Wind turbines are typically made from fibreglass, due to its light weight and durability, but this composite material is usually landfilled because it is notoriously complex to recycle. Miljøskærm collects the used blades and shreds the fibreglass material into small fibres. These fibres are then pressed together into sheets that are designed to be highly porous and therefore effective at absorbing noise.

Manufacturing noise barriers using recycled fibre glass also requires 40% less energy and generates 60% less overall  CO2 emissions than conventional products made from aluminium and mineral wool.

The material has been trialled for noise pollution control in the Copenhagen suburb of Vallensbæk. The suburb has experienced significant growth in traffic in recent years, and now over 100,000 cars pass through each day. A Miljøskærm sound barrier was installed in June 2016, and effectively brought noise pollution from 61 decibels to 54, bringing it well below the acceptable level of 58 decibels. 

Why you should care

Miljøskærm is simultaneously addressing two issues. First, on a global scale it is expected that discarded wind turbine waste will exceed 150,000 tonnes annually by 2027. Finding a new purpose for this material is important for avoiding wasteful landfilling. Second, the social and environmental consequences of excessive noise exposure in Europe is estimated to cost €40 billion per year.
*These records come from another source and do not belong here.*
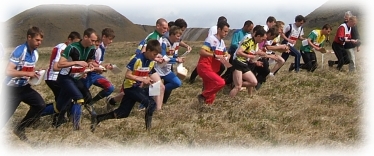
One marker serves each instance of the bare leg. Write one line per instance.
(280, 62)
(158, 99)
(237, 79)
(250, 81)
(118, 97)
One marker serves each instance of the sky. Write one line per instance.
(197, 13)
(204, 13)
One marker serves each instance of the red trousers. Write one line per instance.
(207, 69)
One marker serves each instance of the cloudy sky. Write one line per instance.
(197, 13)
(204, 13)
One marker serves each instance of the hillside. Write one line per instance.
(332, 12)
(57, 21)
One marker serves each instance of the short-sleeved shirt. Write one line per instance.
(317, 39)
(100, 52)
(140, 66)
(295, 33)
(170, 50)
(25, 60)
(152, 36)
(212, 31)
(250, 48)
(76, 52)
(213, 45)
(55, 57)
(237, 36)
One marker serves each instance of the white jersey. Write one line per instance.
(212, 30)
(55, 57)
(171, 52)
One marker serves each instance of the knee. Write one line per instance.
(110, 89)
(40, 107)
(254, 82)
(162, 86)
(220, 83)
(178, 83)
(238, 87)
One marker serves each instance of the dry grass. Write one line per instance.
(294, 110)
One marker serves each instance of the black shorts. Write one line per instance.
(243, 67)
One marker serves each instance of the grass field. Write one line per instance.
(303, 109)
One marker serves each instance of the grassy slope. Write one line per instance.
(305, 109)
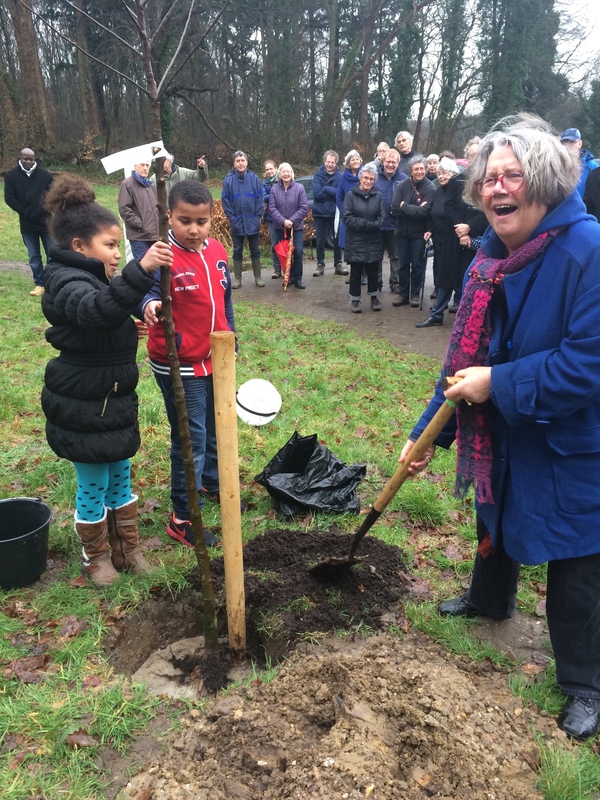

Noise pollution has been linked to sleep deprivation, stress, high blood pressure and more.

How the Global Goals are addressed

Good health and well-being

Eliminating unsafe levels of noise pollution can help to counteract health issues like high blood pressure, stress and sleep deprivation associated with excessive noise.

Responsible consumption and production

Repurposing fibreglass from wind turbine blades can decrease waste generation in an industry that is expected to grow exponentially in the coming years.